In a Public Interest Litigation (PIL), Prashant Bhushan questioned the selection of former Defence Secretary, saying that there was conflict of interest in this appointment as CAG. The manner in which his appointment had been made adversely was thought of to possibly affect the perception of impartiality that is necessary for an independent constitutional office-holder. The Delhi High Court, by a detailed judgement in the Writ Petitions no 4653/2013 and WP 4619/2013 dated 13.08.2014, held that the appointment did not violate the principles of institutional integrity nor was the appointment arbitrary.

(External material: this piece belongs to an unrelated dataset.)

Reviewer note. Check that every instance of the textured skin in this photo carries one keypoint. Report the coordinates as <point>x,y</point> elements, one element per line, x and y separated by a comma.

The Hon’ble Court observed that he has an unblemished and impeccable record, and that his integrity cannot be doubted. The Petitioners challenged the Delhi High Court judgement before the Supreme Court. The Hon’ble Supreme Court, in its order in SLP No.24328/2014 on 11 February 2015, dismissed the petition by holding that there was no good ground to interfere in the High Court's judgement and order. It did not accept Prashant Bhushan's plea for examining the appointment of Sharma as CAG, a Constitutional post, on the mere apprehension of conflict of interest. The Hon’ble Court accepted the submission of the Attorney General that Sharma had an exceptional career without blemish.

Sharma demitted the office of Comptroller and Auditor General of India on 24 September 2017.

==== Chairman of United Nations Board of Auditors ====
Sharma assumed the office of Chairman of United Nations Board of Auditors on 11 January 2017.

Sharma demitted the office of Chairman of United Nations Board of Auditors on 24 September 2017.